The man startled back from the sound.

That bought me time. I swung around with the gun, already pulling the trigger again. The man rolled back like a gymnast. I could still barely make him out, just a shadow. I started moving the gun toward the black mass, still firing. How many bullets did this thing hold? How many had I fired?

He jerked back, but kept on moving. Had I hit him?

The man jumped toward the door. I yelled for him to stop. He didn’t. I considered firing into his back, but something, perhaps a fly-through of humanity, made me stop. He was already out the door. And I had bigger worries.

I looked down at Katy. She was not moving.


Another officer—the fifth, by my count—came to hear my story.

“I want to know how she is first,” I said.

The doctor had stopped working on me. In the movies, the doctor always defends his patients. He tells the cop that they cannot question him right now, that he needs his rest.

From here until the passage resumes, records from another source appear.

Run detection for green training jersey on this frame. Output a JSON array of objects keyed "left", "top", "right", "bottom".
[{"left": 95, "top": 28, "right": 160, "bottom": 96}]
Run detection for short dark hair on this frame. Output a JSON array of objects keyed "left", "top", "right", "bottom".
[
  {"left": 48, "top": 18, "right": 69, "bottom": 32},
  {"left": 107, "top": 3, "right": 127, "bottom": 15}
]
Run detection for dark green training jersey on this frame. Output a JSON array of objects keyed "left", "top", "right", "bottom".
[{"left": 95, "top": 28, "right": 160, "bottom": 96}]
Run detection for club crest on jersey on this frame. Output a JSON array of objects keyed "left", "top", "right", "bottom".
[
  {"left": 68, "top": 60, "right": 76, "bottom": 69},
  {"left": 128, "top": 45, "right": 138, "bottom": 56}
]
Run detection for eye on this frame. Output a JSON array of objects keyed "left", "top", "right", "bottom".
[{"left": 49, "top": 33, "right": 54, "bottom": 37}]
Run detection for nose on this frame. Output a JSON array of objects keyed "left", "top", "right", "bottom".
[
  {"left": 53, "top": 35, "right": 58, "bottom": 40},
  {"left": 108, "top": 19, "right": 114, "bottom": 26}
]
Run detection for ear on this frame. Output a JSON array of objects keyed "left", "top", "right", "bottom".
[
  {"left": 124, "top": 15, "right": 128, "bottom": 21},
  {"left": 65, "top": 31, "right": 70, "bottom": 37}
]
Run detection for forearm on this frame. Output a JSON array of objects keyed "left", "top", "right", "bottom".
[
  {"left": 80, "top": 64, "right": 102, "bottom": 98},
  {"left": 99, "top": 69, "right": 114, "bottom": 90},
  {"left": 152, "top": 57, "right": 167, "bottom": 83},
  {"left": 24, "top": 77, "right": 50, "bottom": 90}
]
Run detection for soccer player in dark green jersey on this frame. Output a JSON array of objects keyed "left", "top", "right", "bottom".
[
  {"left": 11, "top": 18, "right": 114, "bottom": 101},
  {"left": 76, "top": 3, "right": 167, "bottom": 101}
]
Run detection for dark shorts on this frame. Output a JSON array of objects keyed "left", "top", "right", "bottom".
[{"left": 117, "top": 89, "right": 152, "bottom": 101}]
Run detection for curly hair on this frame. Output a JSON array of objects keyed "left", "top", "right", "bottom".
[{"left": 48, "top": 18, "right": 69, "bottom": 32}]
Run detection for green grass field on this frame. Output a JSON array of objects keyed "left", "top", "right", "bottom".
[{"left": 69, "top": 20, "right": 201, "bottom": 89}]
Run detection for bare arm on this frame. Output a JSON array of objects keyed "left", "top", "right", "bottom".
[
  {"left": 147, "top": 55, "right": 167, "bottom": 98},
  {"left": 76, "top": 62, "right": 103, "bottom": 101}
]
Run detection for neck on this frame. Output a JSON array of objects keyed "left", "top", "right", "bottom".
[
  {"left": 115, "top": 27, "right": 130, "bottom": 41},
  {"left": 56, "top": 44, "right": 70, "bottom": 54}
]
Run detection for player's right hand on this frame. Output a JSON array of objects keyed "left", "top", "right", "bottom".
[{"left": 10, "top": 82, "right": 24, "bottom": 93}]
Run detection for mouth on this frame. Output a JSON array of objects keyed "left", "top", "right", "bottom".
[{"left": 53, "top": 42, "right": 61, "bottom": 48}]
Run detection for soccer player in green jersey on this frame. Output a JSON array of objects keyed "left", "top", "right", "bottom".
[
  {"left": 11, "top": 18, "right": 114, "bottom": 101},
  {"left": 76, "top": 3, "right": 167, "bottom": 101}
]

My doctor, an emergency room intern from, I think, Pakistan, had no such hang-up. He popped back my shoulder while they began their grilling. He poured iodine on my wrist wounds. He toyed with my nose. He took out a hacksaw—what a hospital was doing with a hacksaw I don’t want to know—and cut off my handcuffs, all while I got grilled. I was still wearing my sleeping boxers and pajama top. The hospital had covered my bare feet with paper sandals.

“Just answer my question,” the cop said.

This had been going on for two hours now. The adrenaline had died down, and the ache was starting to gnaw on my bones. I’d had enough.

“Yeah, okay, you got me,” I said. “First, I put cuffs on both my hands. Then I broke up some furniture, fired several bullets into the walls, choked her nearly to death in my own apartment, and then called the police on myself. You got me.”

“Could have worked that way,” the officer said. He was a big man with a waxy mustache that made me think of a barbershop quartet. He had given me his name, but I stopped caring three cops ago.

“Excuse me?”

“A ruse maybe.”

“I dislocated my shoulder and cut up my hands and broke my bed to divert suspicion?”

He gave a classic cop-shrug. “Hey, I had a guy one time, he cut off his dick so we wouldn’t think he killed his girl. Said a bunch of black guys attacked them. Thing is, he only meant to cut it a little but he ended up slicing all the way through.”

“That’s a great story,” I said.

“Could be the same thing here.”

“My penis is fine, thanks for caring.”

“You tell us about some guy breaking in. Neighbors heard the shots.”


He gave me the skeptical eyes. “So how come none of your neighbors saw him running out?”

“Because—and this is just a wild stab in the dark—it was two in the morning?”